A hot key's expiry triggers a stampede
Expiry has a failure mode that surfaces under load. When a popular key expires, every concurrent request misses at the same moment, and every one of them queries the database. This is a cache stampede, also called a thundering herd, and a single hot key turns into thousands of duplicate queries in the window before the cache refills. Three mitigations attack it from different sides:
- Single-flight. Let one request recompute the value while the others wait for the refill. Facebook's memcache does this with leases, a token a client receives on a miss and presents when it sets the value, so one client repopulates a hot key while the rest hold (Nishtala et al.).
- Stale-while-revalidate. Serve the expired value right away and refresh it in the background, so no request blocks on the recompute. HTTP defines this as the
stale-while-revalidatedirective (RFC 5861). - Probabilistic early expiration. Have each read recompute the value slightly before the TTL, with a probability that climbs as expiry nears, so refreshes spread across time instead of firing together. Vattani, Chierichetti, and Lowenstein give an optimal form of this scheme (Optimal Probabilistic Cache Stampede Prevention).
Adding random jitter to TTLs handles the related case where many keys loaded together expire together. A spread of a few percent desynchronizes their expiry.

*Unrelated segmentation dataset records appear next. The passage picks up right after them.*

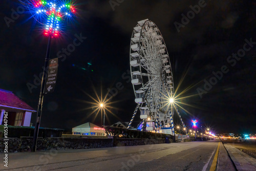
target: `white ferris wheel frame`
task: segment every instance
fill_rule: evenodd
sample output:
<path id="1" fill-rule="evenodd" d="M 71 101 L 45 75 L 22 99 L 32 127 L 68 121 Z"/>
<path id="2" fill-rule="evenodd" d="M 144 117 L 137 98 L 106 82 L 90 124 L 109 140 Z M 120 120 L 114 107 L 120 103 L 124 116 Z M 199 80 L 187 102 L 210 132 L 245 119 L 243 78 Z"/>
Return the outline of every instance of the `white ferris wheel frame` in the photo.
<path id="1" fill-rule="evenodd" d="M 148 125 L 147 131 L 172 127 L 174 133 L 175 106 L 168 100 L 174 93 L 172 68 L 163 38 L 154 23 L 148 19 L 138 22 L 132 34 L 130 52 L 132 83 L 138 105 L 129 127 L 139 109 L 143 124 L 155 123 Z"/>

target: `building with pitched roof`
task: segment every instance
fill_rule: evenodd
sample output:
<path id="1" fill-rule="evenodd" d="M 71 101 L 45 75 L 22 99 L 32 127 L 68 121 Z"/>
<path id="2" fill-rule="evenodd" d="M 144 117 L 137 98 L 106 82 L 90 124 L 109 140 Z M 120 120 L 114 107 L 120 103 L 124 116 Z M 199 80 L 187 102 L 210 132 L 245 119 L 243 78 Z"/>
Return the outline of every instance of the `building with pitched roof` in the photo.
<path id="1" fill-rule="evenodd" d="M 12 92 L 0 89 L 0 124 L 4 124 L 5 112 L 8 113 L 8 124 L 30 126 L 31 115 L 36 112 Z"/>
<path id="2" fill-rule="evenodd" d="M 105 130 L 91 122 L 72 128 L 72 135 L 105 136 Z"/>

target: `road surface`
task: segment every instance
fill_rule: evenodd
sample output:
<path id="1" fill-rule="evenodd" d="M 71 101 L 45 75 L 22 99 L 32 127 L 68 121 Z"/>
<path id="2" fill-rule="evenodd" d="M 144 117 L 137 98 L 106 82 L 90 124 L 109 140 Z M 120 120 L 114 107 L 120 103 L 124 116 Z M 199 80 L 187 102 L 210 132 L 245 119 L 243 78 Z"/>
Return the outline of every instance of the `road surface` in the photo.
<path id="1" fill-rule="evenodd" d="M 209 170 L 219 141 L 9 153 L 7 170 Z M 3 159 L 4 154 L 0 155 Z"/>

Choosing an invalidation strategy
Start with a TTL sized to the staleness your readers tolerate, since it needs no write-path wiring and bounds how wrong a read gets. Add explicit invalidation on top when specific data has to reflect a write quickly, like a price or a permission. Reach for stampede protection once a single key gets hot enough that its expiry spikes the database. The freshness you promise is a consistency choice, the same one PACELC frames for replicated data: serving a stale cached read trades consistency for latency, on purpose.